Lead Generation - The Secret Recipe for Success

Posted on the 10 January 2013 by Peterjbell @fuselead

Photo Credit: Eddie Welker

To make the perfect lead generation campaign, you need to mix the following ingredients:
  • Generous helping of know-how - there is no substitute to direct experience, specialist skills and appetite for lead gen. knowledge
  • Layer of lead management software (in-house or outsourced) - in-house tech may be more customisable at first but can be a struggle to get internal resource without a service level agreement (SLA). Outsourcing may limit your options but you can often dictate terms much easier via an SLA.
  • Huge dollops of performance media publishers across multiple channels - the more options you have , the less reliant you are on any particular source. As a rule of thumb, it's a good idea to never allow any publisher to represent more than 30% of the overall lead supply
  • Lastly, add secret sauce - YOU - Love, care and attention will get you everywhere in lead generation. All campaigns depend on tonnes of micro-decisions which continually influence potentially large campaign outcomes.
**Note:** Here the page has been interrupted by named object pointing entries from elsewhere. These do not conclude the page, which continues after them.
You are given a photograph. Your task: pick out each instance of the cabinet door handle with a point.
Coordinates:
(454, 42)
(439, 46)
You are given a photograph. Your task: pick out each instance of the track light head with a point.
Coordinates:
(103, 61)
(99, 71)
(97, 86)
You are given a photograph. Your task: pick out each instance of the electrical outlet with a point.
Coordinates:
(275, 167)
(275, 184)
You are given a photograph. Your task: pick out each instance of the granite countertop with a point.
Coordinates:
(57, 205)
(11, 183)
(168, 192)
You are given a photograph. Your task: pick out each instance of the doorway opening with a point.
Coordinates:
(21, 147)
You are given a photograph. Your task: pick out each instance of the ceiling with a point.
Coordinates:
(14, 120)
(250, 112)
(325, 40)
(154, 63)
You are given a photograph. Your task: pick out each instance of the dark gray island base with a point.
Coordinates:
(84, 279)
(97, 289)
This could range from updating email creative, follow-up call script, call to action, toggling validation filters to many more...
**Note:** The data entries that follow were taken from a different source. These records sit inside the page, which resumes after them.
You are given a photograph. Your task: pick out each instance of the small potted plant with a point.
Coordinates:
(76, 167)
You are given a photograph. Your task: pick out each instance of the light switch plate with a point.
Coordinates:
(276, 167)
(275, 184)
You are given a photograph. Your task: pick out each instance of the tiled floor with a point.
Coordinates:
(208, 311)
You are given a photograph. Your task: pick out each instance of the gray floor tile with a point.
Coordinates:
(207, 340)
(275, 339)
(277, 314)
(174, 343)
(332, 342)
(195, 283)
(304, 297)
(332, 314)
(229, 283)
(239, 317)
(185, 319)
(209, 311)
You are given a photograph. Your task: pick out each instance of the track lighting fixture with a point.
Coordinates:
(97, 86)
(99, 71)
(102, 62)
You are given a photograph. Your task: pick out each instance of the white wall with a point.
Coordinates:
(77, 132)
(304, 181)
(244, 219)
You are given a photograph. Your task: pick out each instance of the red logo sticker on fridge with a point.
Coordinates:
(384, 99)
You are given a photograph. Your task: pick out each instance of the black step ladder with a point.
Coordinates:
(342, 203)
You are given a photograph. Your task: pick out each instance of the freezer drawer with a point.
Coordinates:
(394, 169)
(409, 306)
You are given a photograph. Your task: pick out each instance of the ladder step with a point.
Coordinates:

Even with all these magic ingredients added, blending the perfect lead generation campaign still requires battling with many external elements during the cooking process, including:
  • Daily changes in quality and volumes across multiple sources
  • Irregular patterns of data which could indicate fraudulent activity
  • Non-compliant formats of advertising copy being used
  • Hard-coding of variables meaning qualifying questions are not being submitted by consumer

So, to save your lead generation campaign from getting spoiled, employ the following tactics:
  • Source volume capping according to quality and tiered based pricing to reward publishers who provide the best quality
  • Regular monitoring of data. Automated processes can check foreign or repeat IP address submissions and invalid email address domains whilst manual eye-balling of leads from low quality data sources can reveal recurring name variations or gobbledegook which spam filters fail to pick up.
  • Policing of sources by secret shopping sites and reviewing the adverts being used, is the only true way to enforce compliance
  • Comparing average response of lead generation answer values against individual source stats can reveal patterns that are unlikely to be genuine volunteered responses. For example, if age of person is is a received variable and your average age split is 20-40 years old, a single source providing 100% 20-30's could be suspect and worth further investigation

Happy lead generation cooking for 2013!